If you can't see the utility then maybe you should question your own creativity.
Sam Altman’s isn’t claiming ChatGPT will make you rich.
When you start using it, it tells you it’s a research project.
Even in its current form, it’s useful for a narrow set of uses.
It’s entirely conceivable that ChatGPT successors will be able to incorporate signals of fact vs opinion, and also authoritativeness of a source, into their training.
So yeah, ChatGPT is a toy, but that’s not bad for a research demo. But it has a lot of potential, and can help people in practical ways as it improves.

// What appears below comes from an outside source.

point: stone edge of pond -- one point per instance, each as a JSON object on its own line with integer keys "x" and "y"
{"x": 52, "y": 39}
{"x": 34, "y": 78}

You are right, of course; The foundational (technical) value isn't based on speculation but that is irrelevant to con-artists or crime organisations who are looking for their next hype product to drive a new round of frauds.
The people I see most enthusiastic about the current AI development are not the technologist and developers, but people who aren't involved in tech and doesn't code. There's already adverts on social media for ChatGPT AI services of various trustworthiness. They claim their AIs can construct and implement “the” winning trading algorithms for anyone, for a fee, of course.
This issue isn't on GPT per se, but many can't yet see the difference between plausible applications and those which aren't. With each fantastical story about what ChatGPT managed to do, it's hard to blame them.
Too many high paid super intendents who have very little impact education. At least in Oklahoma. Yukon, Piedmont and Atoka (smallish towns) have SIs making 180k which is absurd salary for this state.
Maybe a 'connect with OpenAI' button so the service can charge a fee, while allowing a bring your own token type hybrid.